Leaders Are Different
I wonder if you’ve ever heard this famous sentence: “The British Navy is a system designed by geniuses for execution by idiots.”
Now, the problem with this sentence is that it calls everyone in the Navy an idiot. Obviously that’s not true. Still, there is an important truth here about leadership.
Leaders are different from those they lead. They think differently, perceive the world differently, and —in most cases—behave differently. One religious leader said it like this: “There is a difference between sheep and shepherds.” There’s no arguing with that!
Now, leaders fail when they neglect this truth. Those they lead can’t be expected to know what the leader knows, see as the leader sees, or anticipate what the leader anticipates.

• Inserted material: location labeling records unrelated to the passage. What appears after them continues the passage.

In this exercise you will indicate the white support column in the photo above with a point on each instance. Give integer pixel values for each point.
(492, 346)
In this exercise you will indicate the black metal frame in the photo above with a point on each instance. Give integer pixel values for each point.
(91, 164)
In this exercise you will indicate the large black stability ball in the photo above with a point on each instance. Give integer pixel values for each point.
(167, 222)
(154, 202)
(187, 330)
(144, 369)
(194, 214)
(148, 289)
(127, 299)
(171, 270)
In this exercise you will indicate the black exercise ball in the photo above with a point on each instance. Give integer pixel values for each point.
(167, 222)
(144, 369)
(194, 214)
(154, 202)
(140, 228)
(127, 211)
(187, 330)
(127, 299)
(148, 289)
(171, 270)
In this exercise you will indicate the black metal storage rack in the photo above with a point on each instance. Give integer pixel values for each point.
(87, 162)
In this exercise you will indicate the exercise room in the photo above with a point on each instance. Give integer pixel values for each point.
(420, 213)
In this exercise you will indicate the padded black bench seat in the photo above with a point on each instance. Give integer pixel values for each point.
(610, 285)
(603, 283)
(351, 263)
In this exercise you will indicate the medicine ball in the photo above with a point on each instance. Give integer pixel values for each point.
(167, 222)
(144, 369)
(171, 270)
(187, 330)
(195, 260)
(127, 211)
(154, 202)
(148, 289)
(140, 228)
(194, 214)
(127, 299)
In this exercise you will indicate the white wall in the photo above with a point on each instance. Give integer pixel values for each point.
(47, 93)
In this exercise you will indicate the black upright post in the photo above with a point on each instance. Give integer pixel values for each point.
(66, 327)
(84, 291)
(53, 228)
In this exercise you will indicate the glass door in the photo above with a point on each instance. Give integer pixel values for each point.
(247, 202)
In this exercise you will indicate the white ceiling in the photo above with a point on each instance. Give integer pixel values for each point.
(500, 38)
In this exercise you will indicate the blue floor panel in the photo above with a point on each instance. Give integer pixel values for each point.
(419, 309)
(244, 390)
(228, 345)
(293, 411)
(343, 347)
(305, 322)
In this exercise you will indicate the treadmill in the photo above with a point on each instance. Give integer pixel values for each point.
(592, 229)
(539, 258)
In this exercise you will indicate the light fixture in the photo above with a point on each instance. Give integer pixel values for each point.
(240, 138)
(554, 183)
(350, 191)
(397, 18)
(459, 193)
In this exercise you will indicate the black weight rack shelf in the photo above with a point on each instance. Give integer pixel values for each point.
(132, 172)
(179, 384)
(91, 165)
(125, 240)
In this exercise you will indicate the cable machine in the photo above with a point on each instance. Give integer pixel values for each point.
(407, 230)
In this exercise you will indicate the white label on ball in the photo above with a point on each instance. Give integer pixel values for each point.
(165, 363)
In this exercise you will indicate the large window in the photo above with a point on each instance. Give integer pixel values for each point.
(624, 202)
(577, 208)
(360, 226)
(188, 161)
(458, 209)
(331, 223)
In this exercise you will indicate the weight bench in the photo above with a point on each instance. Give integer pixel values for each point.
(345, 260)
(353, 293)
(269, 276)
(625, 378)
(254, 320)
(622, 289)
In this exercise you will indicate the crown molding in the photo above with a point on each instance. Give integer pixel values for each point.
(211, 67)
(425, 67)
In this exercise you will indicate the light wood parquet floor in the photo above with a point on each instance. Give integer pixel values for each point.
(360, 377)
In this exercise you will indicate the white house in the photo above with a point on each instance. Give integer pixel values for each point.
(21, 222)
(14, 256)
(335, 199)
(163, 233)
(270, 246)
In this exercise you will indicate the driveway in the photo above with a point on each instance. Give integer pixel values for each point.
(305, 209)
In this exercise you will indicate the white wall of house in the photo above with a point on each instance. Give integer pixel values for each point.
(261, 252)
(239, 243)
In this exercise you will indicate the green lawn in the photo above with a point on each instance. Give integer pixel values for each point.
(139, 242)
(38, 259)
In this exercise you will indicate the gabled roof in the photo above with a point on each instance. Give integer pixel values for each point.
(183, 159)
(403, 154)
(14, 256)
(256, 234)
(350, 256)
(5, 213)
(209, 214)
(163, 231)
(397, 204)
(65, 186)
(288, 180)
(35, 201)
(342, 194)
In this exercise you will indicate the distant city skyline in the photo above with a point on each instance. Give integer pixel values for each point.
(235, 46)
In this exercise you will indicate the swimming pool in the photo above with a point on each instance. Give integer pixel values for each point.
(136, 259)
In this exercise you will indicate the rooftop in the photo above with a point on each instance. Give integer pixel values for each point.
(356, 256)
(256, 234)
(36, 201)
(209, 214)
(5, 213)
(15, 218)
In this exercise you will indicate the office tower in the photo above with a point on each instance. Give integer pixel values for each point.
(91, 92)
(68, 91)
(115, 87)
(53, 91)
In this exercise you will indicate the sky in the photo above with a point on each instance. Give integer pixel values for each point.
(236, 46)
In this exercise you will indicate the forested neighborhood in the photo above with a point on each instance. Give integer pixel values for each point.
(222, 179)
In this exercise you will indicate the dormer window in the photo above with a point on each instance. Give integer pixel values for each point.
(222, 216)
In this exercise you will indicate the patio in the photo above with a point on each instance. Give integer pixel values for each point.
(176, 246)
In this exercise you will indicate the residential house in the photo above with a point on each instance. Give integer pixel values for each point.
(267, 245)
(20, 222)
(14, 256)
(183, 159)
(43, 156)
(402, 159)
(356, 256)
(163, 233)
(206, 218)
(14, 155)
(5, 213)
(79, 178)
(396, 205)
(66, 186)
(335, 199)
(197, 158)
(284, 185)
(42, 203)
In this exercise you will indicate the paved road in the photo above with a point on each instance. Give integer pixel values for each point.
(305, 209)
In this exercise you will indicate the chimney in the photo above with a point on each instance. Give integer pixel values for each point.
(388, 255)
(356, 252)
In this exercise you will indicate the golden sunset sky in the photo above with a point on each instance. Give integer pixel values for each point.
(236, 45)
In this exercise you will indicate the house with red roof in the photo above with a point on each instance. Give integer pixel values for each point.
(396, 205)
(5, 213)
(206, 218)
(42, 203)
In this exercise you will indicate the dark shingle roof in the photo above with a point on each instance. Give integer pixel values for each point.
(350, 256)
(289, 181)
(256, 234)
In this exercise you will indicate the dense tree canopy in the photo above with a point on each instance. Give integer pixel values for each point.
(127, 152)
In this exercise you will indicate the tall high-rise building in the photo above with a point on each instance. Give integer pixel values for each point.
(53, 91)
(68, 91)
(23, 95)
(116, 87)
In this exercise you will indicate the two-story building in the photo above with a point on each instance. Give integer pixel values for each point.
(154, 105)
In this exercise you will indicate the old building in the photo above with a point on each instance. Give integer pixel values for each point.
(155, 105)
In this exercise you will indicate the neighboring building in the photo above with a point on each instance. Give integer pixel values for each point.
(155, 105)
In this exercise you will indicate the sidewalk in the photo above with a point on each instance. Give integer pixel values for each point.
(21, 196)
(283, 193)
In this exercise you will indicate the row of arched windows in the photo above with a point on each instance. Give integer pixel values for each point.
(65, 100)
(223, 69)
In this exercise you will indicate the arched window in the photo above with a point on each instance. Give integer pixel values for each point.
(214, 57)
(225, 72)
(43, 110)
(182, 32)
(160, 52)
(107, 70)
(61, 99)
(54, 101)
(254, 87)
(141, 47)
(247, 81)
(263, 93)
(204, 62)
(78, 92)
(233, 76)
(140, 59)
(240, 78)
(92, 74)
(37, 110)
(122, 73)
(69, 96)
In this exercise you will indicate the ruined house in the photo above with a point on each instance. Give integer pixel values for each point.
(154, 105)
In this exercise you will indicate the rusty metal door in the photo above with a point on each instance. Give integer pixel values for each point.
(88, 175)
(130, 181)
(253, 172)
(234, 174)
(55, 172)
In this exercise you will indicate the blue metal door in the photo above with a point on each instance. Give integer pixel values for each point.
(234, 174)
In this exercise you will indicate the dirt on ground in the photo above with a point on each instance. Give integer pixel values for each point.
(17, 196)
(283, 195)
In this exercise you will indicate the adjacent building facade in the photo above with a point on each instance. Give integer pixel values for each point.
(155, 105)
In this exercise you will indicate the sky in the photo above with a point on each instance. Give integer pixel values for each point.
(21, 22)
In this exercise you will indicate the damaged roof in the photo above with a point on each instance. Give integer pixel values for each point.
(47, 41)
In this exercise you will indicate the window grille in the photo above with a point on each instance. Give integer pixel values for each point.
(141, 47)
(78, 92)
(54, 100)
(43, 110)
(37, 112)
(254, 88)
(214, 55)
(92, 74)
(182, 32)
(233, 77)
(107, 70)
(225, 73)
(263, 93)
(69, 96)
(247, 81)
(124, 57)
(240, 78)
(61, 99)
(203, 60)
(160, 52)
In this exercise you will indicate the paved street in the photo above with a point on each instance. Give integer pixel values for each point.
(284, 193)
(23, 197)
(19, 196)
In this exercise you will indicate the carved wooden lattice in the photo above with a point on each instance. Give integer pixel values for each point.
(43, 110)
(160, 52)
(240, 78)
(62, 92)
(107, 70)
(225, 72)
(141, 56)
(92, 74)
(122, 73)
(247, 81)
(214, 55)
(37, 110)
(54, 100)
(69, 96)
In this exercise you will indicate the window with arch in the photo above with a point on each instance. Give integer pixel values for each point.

This means leaders have to express themselves in terms that reach to those they lead. Otherwise, they will will shoot over their heads and fail to lead them well.

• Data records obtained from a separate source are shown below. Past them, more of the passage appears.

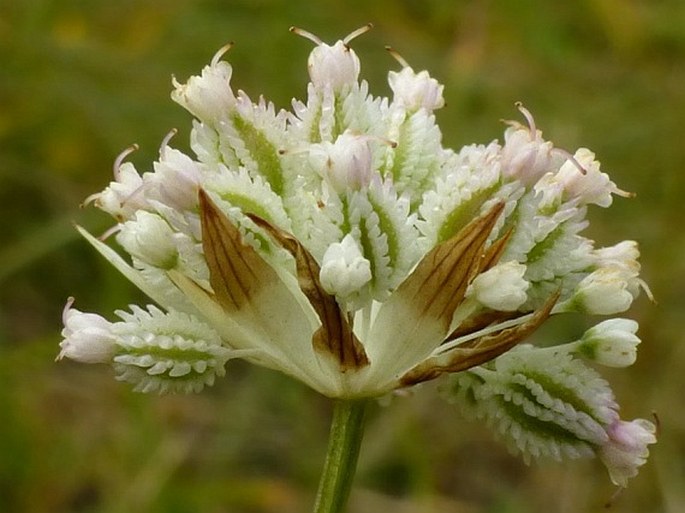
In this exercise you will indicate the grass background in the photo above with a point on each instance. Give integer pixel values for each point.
(80, 80)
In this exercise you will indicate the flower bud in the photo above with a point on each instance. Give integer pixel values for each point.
(626, 449)
(167, 352)
(121, 198)
(344, 269)
(209, 96)
(546, 403)
(333, 66)
(612, 343)
(150, 239)
(87, 337)
(345, 164)
(526, 156)
(501, 288)
(605, 291)
(591, 187)
(175, 180)
(416, 90)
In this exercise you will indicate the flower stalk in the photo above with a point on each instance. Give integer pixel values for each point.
(347, 429)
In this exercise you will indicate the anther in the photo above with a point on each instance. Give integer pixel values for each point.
(357, 33)
(70, 303)
(307, 35)
(529, 118)
(165, 142)
(220, 53)
(114, 229)
(120, 159)
(571, 159)
(397, 57)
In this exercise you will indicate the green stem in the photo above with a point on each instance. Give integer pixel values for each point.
(347, 430)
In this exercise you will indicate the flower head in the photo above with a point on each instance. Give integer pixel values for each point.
(342, 244)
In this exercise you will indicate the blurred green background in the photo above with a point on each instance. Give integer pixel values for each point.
(81, 80)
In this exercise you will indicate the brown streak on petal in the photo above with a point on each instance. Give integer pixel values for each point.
(236, 271)
(438, 284)
(494, 252)
(481, 321)
(335, 336)
(479, 351)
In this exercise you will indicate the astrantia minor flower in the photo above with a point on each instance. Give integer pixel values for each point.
(342, 244)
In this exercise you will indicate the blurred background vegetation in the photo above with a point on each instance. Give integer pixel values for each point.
(80, 80)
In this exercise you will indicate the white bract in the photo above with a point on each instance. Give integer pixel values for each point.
(342, 244)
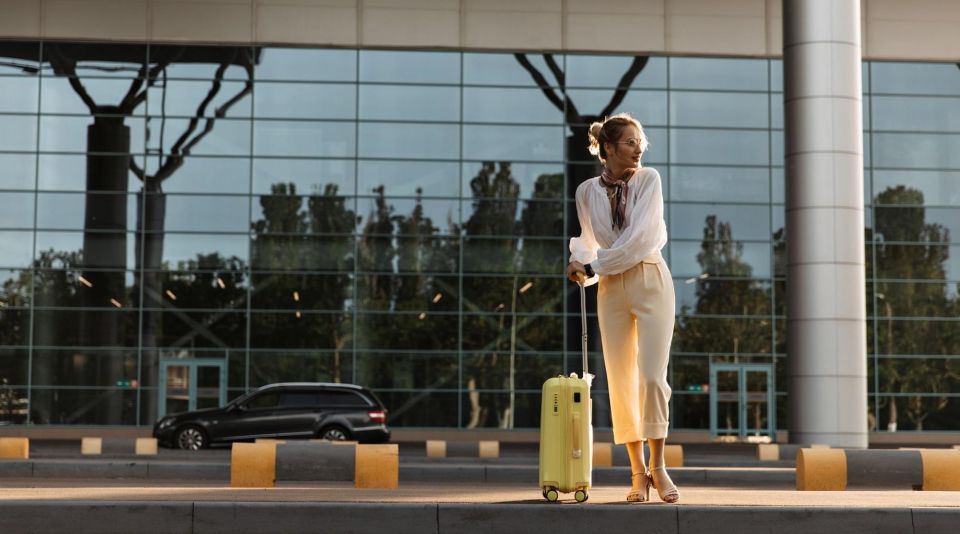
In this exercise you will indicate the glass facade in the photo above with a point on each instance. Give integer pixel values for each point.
(399, 219)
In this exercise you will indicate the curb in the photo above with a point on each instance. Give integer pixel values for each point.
(257, 517)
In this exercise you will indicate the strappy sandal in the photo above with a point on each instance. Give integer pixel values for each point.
(639, 492)
(669, 493)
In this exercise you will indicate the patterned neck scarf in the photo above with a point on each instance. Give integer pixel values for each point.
(617, 189)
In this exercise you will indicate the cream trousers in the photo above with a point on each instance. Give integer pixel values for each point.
(636, 314)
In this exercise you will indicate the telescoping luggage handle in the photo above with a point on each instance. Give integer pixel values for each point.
(581, 281)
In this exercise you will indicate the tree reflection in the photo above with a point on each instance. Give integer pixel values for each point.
(914, 251)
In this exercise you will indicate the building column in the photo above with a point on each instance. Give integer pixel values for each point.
(826, 291)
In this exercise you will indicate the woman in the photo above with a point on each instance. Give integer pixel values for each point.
(621, 217)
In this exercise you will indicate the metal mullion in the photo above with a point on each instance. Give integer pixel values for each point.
(33, 255)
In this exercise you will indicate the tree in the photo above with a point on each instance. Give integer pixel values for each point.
(909, 248)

When I realized this years ago, I began to lead in simpler terms. Don’t misunderstand: I wasn’t leading stupid people. But they weren’t inside my mind. They couldn’t know what I meant or wanted unless I made it as clear as possible.
I was leading one particular organization when I finally identified some of its longstanding problems. I tried to address these in long speeches to the staff. It just didn’t work. Eventually, I boiled my thinking down into some terse maxims that everyone in the organization could act upon. I decided to call these “Stephenisms.” Here they are:
1. Prayer is always first.
Everything we do grows out of prayer and intercession.
2. Over-communicate.
Make sure people know what they need to know to serve with excellence.
3. No Surprises.
See Number 2 above. Just do it earlier.
4. The right thing is always the right thing.
Doing the right thing is never the wrong thing on the job.
5. We want to be like Disneyland:
Warm and loving on the outside but a well-oiled machine inside.
You should know that I was leading a distinctly Christian organization at the time and this is the reason for the first maxim. The broader point is that when I distilled all my verbiage into these simple terms, people understood, absorbed, and executed. It changed our culture. It made people feel secure. It raised our game in every way.
I arrived at these principles because I thought deeply about what was wrong, then about the behavior I wanted to encourage, and then about the simplest way to inspire that behavior.
Great leaders bridge the gap between themselves and those they lead. They figure out what is wrong, figure out what needs to change, and put solutions in terms others can execute.
Those we lead aren’t idiots. They do, though, need geniuses at the helm who know how to make right actions doable. Be this kind of leader.
That’s it. Have a marvelous Memorial Day Weekend. And please remember well those who have fallen and those who have served.